Menurut Dukuh Mertelu Kulon, Suyanto “Pemakaian keranjang dari bambu (ronjot) dan daun jati ternyata mampu menjaga kebersihan daging lebih terjamin, penampilan lebih menarik dan lebih ramah lingkungan, serta dapat menghambat pertumbuhan bakteri daging serta menghidupkan lagi kearifan lokal,” di sela-sela pentasyarufan atau distribusi daging kurban di Kompleks Masjid Al-Ikhlas, Padukuhan Mertelu Kulon, Rabu (14/8/2019).

Mertelu Kulon terletak di lereng perbukitan yang tandus, namun juga memiliki pemandangan alam karunia Ilahi yang indah dan ke depan bisa dikembangkan menjadi wisata dengan mengedepankan ekologi yang belum dioptimalkan.

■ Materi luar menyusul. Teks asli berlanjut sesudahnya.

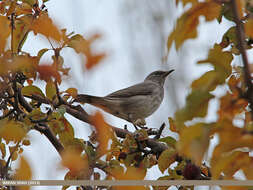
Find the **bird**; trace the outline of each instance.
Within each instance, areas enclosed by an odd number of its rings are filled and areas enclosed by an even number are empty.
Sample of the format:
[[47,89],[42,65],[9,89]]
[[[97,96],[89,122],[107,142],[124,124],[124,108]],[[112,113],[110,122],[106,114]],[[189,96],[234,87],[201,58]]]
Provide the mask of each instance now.
[[105,112],[131,122],[137,129],[136,126],[145,126],[145,118],[152,115],[161,105],[165,79],[173,71],[174,69],[154,71],[143,82],[104,97],[78,94],[74,102],[87,103],[101,108]]

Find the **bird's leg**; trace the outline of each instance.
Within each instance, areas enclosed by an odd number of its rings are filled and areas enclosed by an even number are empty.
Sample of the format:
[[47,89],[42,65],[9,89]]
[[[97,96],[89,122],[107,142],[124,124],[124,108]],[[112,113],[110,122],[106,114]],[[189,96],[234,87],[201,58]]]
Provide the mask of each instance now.
[[[133,122],[134,126],[138,126],[141,129],[147,129],[147,127],[144,127],[146,125],[145,119],[137,119]],[[137,128],[137,127],[136,127]]]

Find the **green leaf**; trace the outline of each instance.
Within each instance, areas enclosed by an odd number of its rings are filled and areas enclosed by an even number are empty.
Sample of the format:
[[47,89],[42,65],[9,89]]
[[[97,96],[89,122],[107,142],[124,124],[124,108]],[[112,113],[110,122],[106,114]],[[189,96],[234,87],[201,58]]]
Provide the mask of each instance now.
[[50,99],[53,100],[54,97],[56,97],[56,88],[55,84],[51,81],[48,81],[46,84],[46,96]]
[[168,148],[163,151],[158,159],[158,167],[160,171],[163,173],[170,165],[175,162],[176,158],[176,150],[174,148]]
[[32,96],[33,94],[37,94],[42,97],[45,97],[40,88],[34,85],[25,86],[24,88],[22,88],[21,92],[24,96]]
[[164,137],[159,139],[160,142],[165,142],[168,146],[171,146],[173,148],[175,148],[176,146],[176,139],[174,139],[173,137]]

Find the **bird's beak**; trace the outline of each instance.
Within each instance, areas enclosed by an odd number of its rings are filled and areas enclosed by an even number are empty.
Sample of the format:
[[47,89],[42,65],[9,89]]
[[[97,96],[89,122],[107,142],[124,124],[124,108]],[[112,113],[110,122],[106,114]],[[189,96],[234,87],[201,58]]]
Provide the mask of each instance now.
[[169,70],[167,72],[164,72],[164,78],[167,77],[170,73],[172,73],[173,71],[175,71],[174,69]]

Pentasyarufan daging kurban kali ini berasal dari Muhammadiyah Disaster Management Center (MDMC) PP Muhammadiyah dan LPB PDM Sleman sebanyak 1 ekor sapi dan 5 ekor kambing sebagaimana disampaikan H. Budi Setiawan dan Fauzan Yahsya bersama rombongan, “Harapannya ibadah qurban ini bisa diterima oleh Allah SWT dan memberikan manfaat kepada masyarakat yang meneriman daging kurban ini dibagikan kepada sekitar 100 KK warga, tegas Budi Setiawan.”

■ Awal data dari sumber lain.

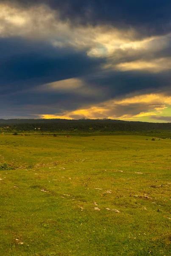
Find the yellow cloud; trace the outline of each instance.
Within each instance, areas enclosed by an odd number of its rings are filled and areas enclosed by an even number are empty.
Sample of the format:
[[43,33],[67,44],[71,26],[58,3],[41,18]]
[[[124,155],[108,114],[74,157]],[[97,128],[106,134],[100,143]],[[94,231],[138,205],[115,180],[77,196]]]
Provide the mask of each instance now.
[[[58,113],[44,115],[43,117],[66,119],[84,117],[90,119],[134,119],[161,115],[163,113],[162,111],[168,108],[166,105],[171,105],[171,97],[162,94],[144,94],[121,100],[110,100],[87,108],[71,111],[64,111],[61,116]],[[142,111],[142,109],[146,109],[146,111]]]
[[56,115],[39,115],[39,117],[41,118],[43,118],[44,119],[68,119],[71,120],[72,118],[67,116],[58,116]]

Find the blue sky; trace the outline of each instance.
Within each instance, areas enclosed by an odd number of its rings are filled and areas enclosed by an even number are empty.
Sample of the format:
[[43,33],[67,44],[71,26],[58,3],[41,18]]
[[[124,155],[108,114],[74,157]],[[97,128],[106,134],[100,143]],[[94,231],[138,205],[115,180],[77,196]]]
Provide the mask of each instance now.
[[170,1],[0,9],[0,118],[171,122]]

Dalam kesempatan ini juga disampaikan bantuan air bersih dari LPB PDM Sleman kepada warga sekitar yang diterima oleh Ketua PCM Gedangsari dan Sarwata, S.Pd., (Sekretaris PCM). Suhargito, S.Ag., (Majelis Tabligh PCM). Legiya (Majelis Tarjih PCM). Muhtar Sholikhin, S.Pd., (Lazismu KL Gedangsari).

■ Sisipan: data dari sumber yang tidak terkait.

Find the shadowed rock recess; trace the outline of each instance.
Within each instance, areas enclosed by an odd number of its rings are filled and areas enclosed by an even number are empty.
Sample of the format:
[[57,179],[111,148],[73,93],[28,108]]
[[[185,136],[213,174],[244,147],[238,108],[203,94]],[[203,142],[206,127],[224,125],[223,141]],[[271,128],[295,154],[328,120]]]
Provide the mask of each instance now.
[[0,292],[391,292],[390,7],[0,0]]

Di sela pembagian daging kurban juga disampaikan pengajian dengan tema ibadah kurban yang  mengingatkan kepada akan makna keimanan kepada Allah SWT semata, teladan keikhlasan dari Nabi Ibrahim AS yang menuruti perintah Allah SWT untuk menyembelih putra tercintanya, Nabi Ismail AS. Dan keikhlasan yang dilakukan nabi Ibrahim dalam menjalankan perintah-Nya diganti dengan seekor domba. Selain itu, manfaatnya akan menumbuhkan rasa kesetiakawanan sosial, empati, dan simpati kepada sesama yang kurang beruntung sebagaimana ditandaskan Ustaz Sandi Rohman, M.A., (Majelis Tablig PDM GK) kepada peserta pengajian.